I decided to take a look at R this weekend between our family events. I had looked at R before when I ran across the R Tutorial. I bookmarked it and decided I would come back later. The other day at work a professor performing big data analysis started a conversation about R and offered to create some examples. He recommended working through the examples and tweaking those as a way to learn R.
Upon further consideration, I decided to go back to R Tutorial and work through the basics of input and data types. I felt like I needed a base before trying some of the examples. This approach seemed to work well-at least for me. I worked through the first 2-3 sections of the tutorial. When I got to the plotting section, things got interesting. Creating plots with the built-in functions seemed very straightforward and powerful. This led me on a quest to find more plotting libraries with subjectively more visually appealing graphs (the default plots aren’t too shabby).
The next graphing library I looked at was ggplot2. From the website examples, this library appeared to be exactly what I was looking for. The documentation in the reference manual for each of the functions is well documented. When I started trying to use the library, I had already pulled in my dataset from a CSV file. My initial problem was figuring out how the data was passed to the ggplot function and how this related to the qplot function. The “grammar of graphics” was getting the best of me. After searching the web, I was able to find the R Cookbook which had more examples of scatter plots-not to mention a lot of other good R information. These examples provided the missing link for me: how to supply the data to the graphing functions to get the plots to work. With the combination of ggplot2 and R Cookbook, I was able to create graphs that provided some additional insight into the data.
Some other things I wanted to note:
- Installing packages available on CRAN are extremely easy and they just worked.
- After starting with the binary for R, I then found RStudio. It looks like it is in early development, but it quickly became my default environment. With an editor, workspace and console, it was hard to find something better.

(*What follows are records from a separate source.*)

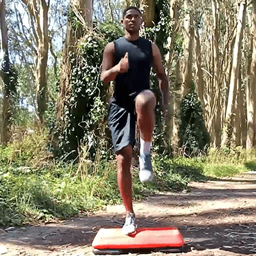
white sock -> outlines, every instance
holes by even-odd
[[[147,154],[150,152],[151,141],[144,141],[140,138],[140,154]]]

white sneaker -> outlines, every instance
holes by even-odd
[[[136,220],[135,215],[132,213],[129,213],[125,218],[125,223],[122,228],[122,232],[124,235],[129,235],[134,233],[137,229]]]
[[[151,164],[150,154],[140,156],[140,179],[141,182],[153,180],[153,169]]]

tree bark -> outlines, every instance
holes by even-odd
[[[250,149],[255,145],[255,84],[256,84],[256,1],[253,1],[253,26],[252,61],[249,60],[248,70],[250,70],[250,83],[247,84],[247,140],[246,148]]]
[[[219,85],[220,79],[220,61],[219,61],[219,3],[218,0],[212,1],[212,15],[213,15],[213,65],[212,65],[212,92],[214,95],[213,105],[211,108],[211,115],[214,116],[213,129],[214,147],[220,145],[221,136],[221,104],[220,104],[220,90]]]
[[[232,136],[234,127],[234,104],[236,97],[236,88],[237,79],[239,72],[241,61],[241,48],[243,38],[243,30],[244,26],[244,16],[246,6],[246,1],[241,1],[240,3],[239,12],[238,14],[238,24],[236,36],[235,45],[234,48],[233,62],[232,65],[232,72],[230,83],[229,86],[229,93],[228,104],[225,115],[225,124],[224,129],[223,138],[221,145],[230,147]]]
[[[48,11],[49,7],[45,0],[22,0],[28,7],[30,14],[31,23],[37,46],[36,58],[36,95],[37,113],[39,121],[44,122],[44,114],[47,109],[47,67],[49,50]],[[33,26],[35,22],[35,28]]]
[[[198,28],[196,26],[195,29],[195,41],[196,44],[196,93],[199,100],[201,102],[204,109],[204,113],[205,111],[206,100],[204,97],[204,81],[203,77],[203,71],[202,70],[202,58],[201,47],[199,38]]]
[[[189,3],[188,0],[184,1],[184,10],[186,12],[184,21],[184,70],[183,70],[183,86],[182,95],[186,95],[189,92],[192,84],[192,26],[191,16],[188,8]]]
[[[237,93],[236,98],[235,106],[235,140],[236,147],[241,146],[241,113],[243,113],[243,99],[242,99],[242,77],[241,67],[240,65],[239,76],[237,77]]]
[[[3,63],[0,75],[3,81],[3,113],[1,127],[1,142],[6,144],[10,138],[10,129],[12,124],[12,99],[9,76],[11,66],[8,47],[7,26],[5,20],[5,0],[0,0],[0,28],[2,36],[2,50],[3,51]]]

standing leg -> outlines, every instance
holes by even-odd
[[[152,181],[153,179],[150,147],[156,122],[156,97],[149,90],[141,92],[135,98],[137,122],[140,133],[140,178],[141,182]]]
[[[132,157],[132,148],[131,145],[124,147],[116,153],[117,182],[126,211],[125,223],[122,228],[122,232],[125,235],[134,233],[136,229],[135,214],[132,208],[132,177],[131,173]]]

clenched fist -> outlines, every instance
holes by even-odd
[[[119,62],[120,73],[127,73],[129,69],[128,52],[125,53],[124,58]]]

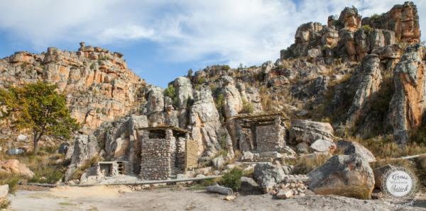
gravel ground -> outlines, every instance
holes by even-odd
[[[380,200],[329,195],[274,200],[270,195],[239,196],[233,201],[204,190],[175,188],[132,191],[126,186],[61,187],[18,190],[11,195],[13,210],[394,210]],[[419,200],[410,210],[426,210]]]

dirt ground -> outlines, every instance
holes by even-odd
[[[270,195],[238,196],[233,201],[204,190],[176,188],[132,191],[126,186],[60,187],[20,190],[11,195],[12,210],[394,210],[380,200],[307,195],[274,200]],[[409,210],[426,210],[418,200]]]

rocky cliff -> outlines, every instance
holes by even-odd
[[[93,129],[76,136],[68,178],[94,156],[133,159],[141,127],[191,132],[200,163],[219,154],[232,157],[241,149],[235,118],[241,113],[285,113],[291,119],[283,124],[290,134],[285,141],[297,150],[311,144],[310,137],[332,140],[334,132],[410,142],[410,133],[426,124],[425,48],[415,5],[364,18],[348,7],[324,21],[301,25],[295,43],[275,62],[207,67],[167,90],[146,85],[122,55],[84,43],[74,52],[50,47],[1,59],[1,82],[57,84],[73,116]]]
[[[18,52],[0,59],[0,86],[40,80],[57,84],[72,117],[91,129],[128,113],[145,84],[127,68],[123,55],[84,42],[77,52],[48,47],[47,52]]]

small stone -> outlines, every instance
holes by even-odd
[[[288,199],[292,198],[293,195],[293,191],[289,189],[281,189],[276,195],[277,198],[279,199]]]

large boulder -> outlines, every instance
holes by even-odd
[[[359,154],[335,155],[307,174],[309,188],[317,194],[368,199],[374,188],[374,175]]]
[[[34,176],[34,173],[31,171],[31,170],[16,159],[0,161],[0,173],[13,173],[14,175],[23,176],[27,178],[32,178]]]
[[[381,61],[376,55],[369,55],[363,59],[360,69],[361,81],[348,111],[346,126],[354,126],[371,106],[368,101],[376,97],[382,82],[380,66]]]
[[[192,85],[191,80],[186,77],[178,77],[173,82],[176,87],[176,95],[178,96],[178,108],[186,108],[188,100],[192,99]]]
[[[336,150],[336,144],[332,141],[317,139],[315,141],[310,147],[314,152],[333,152]]]
[[[333,127],[328,122],[314,122],[306,120],[292,120],[290,129],[290,140],[294,143],[310,144],[317,139],[332,141]]]
[[[273,190],[275,185],[285,179],[285,173],[280,166],[260,163],[254,166],[253,176],[263,192],[270,193]]]
[[[251,178],[241,176],[240,192],[246,195],[260,194],[262,190],[259,185]]]
[[[373,173],[374,173],[374,181],[376,183],[376,184],[375,184],[376,188],[381,188],[381,185],[382,185],[382,182],[383,182],[382,178],[383,178],[384,174],[386,173],[386,172],[388,171],[389,171],[389,169],[396,169],[396,167],[389,165],[389,164],[384,166],[374,169],[373,170]]]
[[[408,142],[408,131],[422,125],[426,112],[424,46],[405,49],[393,71],[395,92],[389,104],[388,119],[398,144]]]
[[[156,86],[151,87],[146,103],[147,115],[163,111],[164,105],[163,89]]]
[[[376,161],[376,157],[367,148],[361,144],[355,142],[346,140],[339,140],[337,142],[337,150],[343,152],[346,155],[358,154],[364,158],[367,162]]]
[[[395,5],[381,16],[365,18],[362,25],[392,30],[396,40],[401,42],[413,44],[420,41],[419,16],[413,1]]]

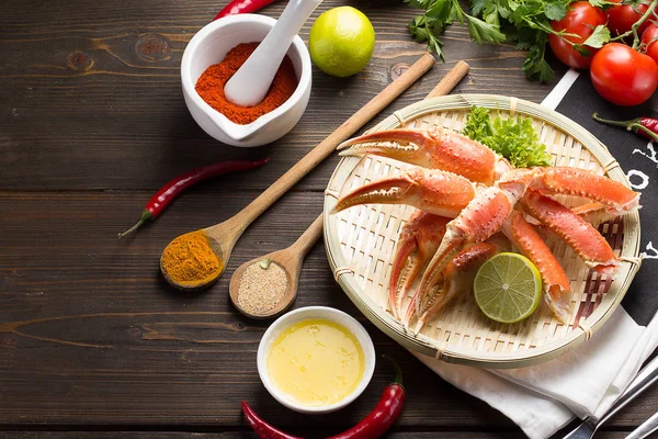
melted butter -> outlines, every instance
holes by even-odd
[[[309,318],[284,329],[272,342],[268,372],[298,404],[322,406],[349,396],[361,381],[363,349],[349,329]]]

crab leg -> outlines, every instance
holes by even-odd
[[[402,301],[409,286],[436,252],[449,221],[444,216],[418,211],[402,228],[388,288],[390,311],[396,318],[400,317]]]
[[[502,157],[478,142],[452,130],[389,130],[351,138],[338,148],[341,156],[372,154],[423,168],[441,169],[487,185],[511,166]]]
[[[565,240],[589,268],[609,275],[619,269],[619,258],[605,238],[570,209],[534,190],[525,193],[521,206]]]
[[[475,196],[475,185],[452,172],[411,168],[341,196],[332,213],[359,204],[408,204],[434,215],[455,217]]]
[[[480,191],[462,213],[445,227],[445,236],[428,264],[419,289],[424,291],[439,282],[447,263],[466,246],[481,243],[500,229],[523,194],[514,184],[495,185]]]
[[[563,323],[568,323],[571,286],[555,255],[519,211],[510,215],[502,233],[537,267],[546,293],[544,300]]]
[[[541,192],[582,196],[599,202],[615,215],[639,207],[639,193],[594,172],[570,167],[514,169],[501,181],[523,182]]]
[[[595,202],[576,206],[571,211],[594,227],[619,216],[615,213],[608,212],[603,204]]]
[[[417,296],[407,308],[405,326],[409,326],[416,319],[412,331],[418,334],[423,325],[454,297],[470,291],[475,274],[481,264],[508,247],[509,241],[502,237],[502,239],[479,243],[460,251],[443,270],[442,281],[439,285],[434,285],[429,292],[420,290],[417,292]]]

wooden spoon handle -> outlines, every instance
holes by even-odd
[[[441,79],[441,81],[430,91],[430,93],[426,97],[435,98],[440,95],[445,95],[454,89],[457,83],[468,74],[468,65],[464,61],[458,61],[455,67],[453,67],[447,75]],[[320,214],[313,222],[313,224],[304,232],[304,234],[293,244],[291,247],[297,247],[296,250],[299,252],[300,257],[306,255],[306,252],[313,247],[315,241],[322,235],[322,217],[324,214]]]
[[[320,161],[329,156],[338,145],[347,140],[363,125],[370,122],[377,113],[384,110],[393,102],[402,91],[407,90],[413,82],[423,76],[434,65],[434,57],[430,54],[424,54],[420,57],[407,71],[400,75],[396,80],[389,83],[384,90],[374,97],[368,103],[362,106],[350,119],[342,123],[333,133],[322,140],[318,146],[304,156],[296,165],[287,172],[279,178],[271,187],[253,200],[247,207],[242,209],[230,219],[227,219],[224,226],[229,226],[234,230],[235,240],[237,240],[242,232],[253,219],[263,213],[272,205],[281,195],[291,189],[297,181],[306,176]],[[208,234],[213,233],[213,228],[206,229]],[[231,243],[231,247],[232,247]]]
[[[458,61],[455,64],[455,67],[453,67],[447,75],[443,77],[443,79],[436,85],[436,87],[432,89],[432,91],[430,91],[426,99],[436,98],[450,93],[455,87],[457,87],[457,83],[460,83],[462,78],[468,74],[469,68],[470,67],[468,67],[468,64],[465,61]]]

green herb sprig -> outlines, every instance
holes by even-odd
[[[551,165],[552,157],[546,153],[546,145],[540,142],[530,117],[491,120],[487,109],[473,106],[462,133],[500,154],[514,168]]]
[[[555,72],[545,60],[548,34],[567,35],[551,27],[552,20],[561,20],[572,0],[470,0],[467,14],[458,0],[405,0],[413,8],[424,10],[409,23],[409,31],[418,42],[428,42],[428,48],[443,60],[439,36],[449,24],[468,25],[468,33],[478,44],[513,44],[527,50],[523,70],[529,79],[547,82]],[[601,3],[605,0],[591,0]]]

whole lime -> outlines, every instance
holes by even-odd
[[[363,12],[333,8],[313,23],[310,58],[327,75],[344,78],[363,70],[375,48],[375,30]]]

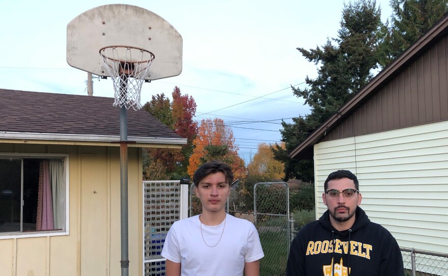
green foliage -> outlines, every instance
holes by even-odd
[[[274,146],[274,158],[285,164],[285,179],[313,180],[311,160],[288,158],[287,153],[306,137],[366,85],[373,77],[371,70],[378,65],[377,45],[382,23],[381,11],[373,1],[359,0],[345,5],[341,29],[335,39],[328,39],[322,47],[306,50],[297,48],[309,62],[319,65],[315,78],[305,79],[307,87],[292,88],[293,93],[305,99],[311,108],[306,117],[295,118],[292,123],[283,122],[283,150]],[[335,45],[333,45],[333,43]]]
[[[290,210],[293,212],[314,210],[315,201],[314,184],[303,184],[298,190],[290,192]]]
[[[235,204],[240,206],[239,211],[253,212],[254,211],[254,186],[258,182],[269,181],[262,175],[248,175],[244,179],[240,180],[240,184],[236,189],[238,195],[235,199]]]
[[[175,120],[171,112],[171,103],[164,93],[153,95],[151,101],[145,103],[143,108],[170,128],[174,129]]]
[[[448,12],[448,0],[390,0],[391,25],[382,31],[380,63],[383,67],[409,46]],[[388,25],[388,22],[387,23]]]

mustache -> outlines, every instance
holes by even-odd
[[[350,211],[349,207],[348,207],[347,206],[345,206],[344,205],[340,205],[339,206],[334,207],[334,212],[336,212],[336,210],[338,210],[338,209],[341,209],[341,208],[345,209],[346,210],[347,210],[347,211]]]

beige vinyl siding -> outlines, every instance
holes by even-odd
[[[448,122],[315,145],[316,215],[328,174],[356,174],[361,207],[401,246],[448,252]]]

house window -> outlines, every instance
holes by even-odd
[[[0,156],[0,236],[66,230],[65,160]]]

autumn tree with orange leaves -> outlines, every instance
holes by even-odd
[[[238,154],[232,129],[219,118],[203,119],[198,135],[193,141],[194,148],[189,158],[188,173],[192,177],[198,168],[207,161],[218,160],[228,164],[235,179],[244,175],[244,161]]]
[[[193,121],[196,102],[188,94],[182,95],[177,86],[172,93],[172,102],[163,93],[153,96],[143,108],[183,138],[187,144],[182,149],[147,148],[144,153],[144,178],[146,180],[178,179],[186,176],[192,142],[197,132]]]
[[[279,146],[285,148],[285,143]],[[257,153],[247,166],[250,175],[262,177],[268,181],[278,180],[285,177],[284,165],[274,159],[271,146],[266,143],[258,144]]]

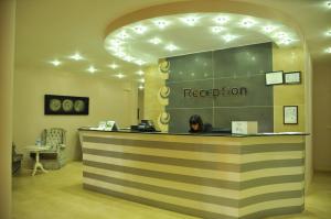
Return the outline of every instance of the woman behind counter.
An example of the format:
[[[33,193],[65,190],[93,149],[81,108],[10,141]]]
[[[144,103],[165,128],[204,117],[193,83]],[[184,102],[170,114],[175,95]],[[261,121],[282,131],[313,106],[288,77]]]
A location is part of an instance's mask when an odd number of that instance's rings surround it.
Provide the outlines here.
[[[203,121],[199,114],[193,114],[190,117],[189,120],[190,123],[190,133],[200,133],[200,132],[211,132],[212,131],[212,124],[205,123],[203,124]]]

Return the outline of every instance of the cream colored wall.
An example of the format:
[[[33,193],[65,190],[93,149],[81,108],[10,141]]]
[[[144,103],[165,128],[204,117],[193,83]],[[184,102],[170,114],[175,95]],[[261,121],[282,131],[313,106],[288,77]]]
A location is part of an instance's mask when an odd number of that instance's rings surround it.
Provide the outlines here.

- R has a “batch” processing mode (plus Rscript) which looks interesting for processing data outside the environment.
These were just some of my early experiences with R. Overall, I really enjoyed using R and the ideas started flowing on how I might use it-everything from analyzing spending at home to analyzing data at work. Next, I hope to look at using R with ggplot2 to analyze the results from Apache Bench. If the results turn out interesting, I hope to find time to share them.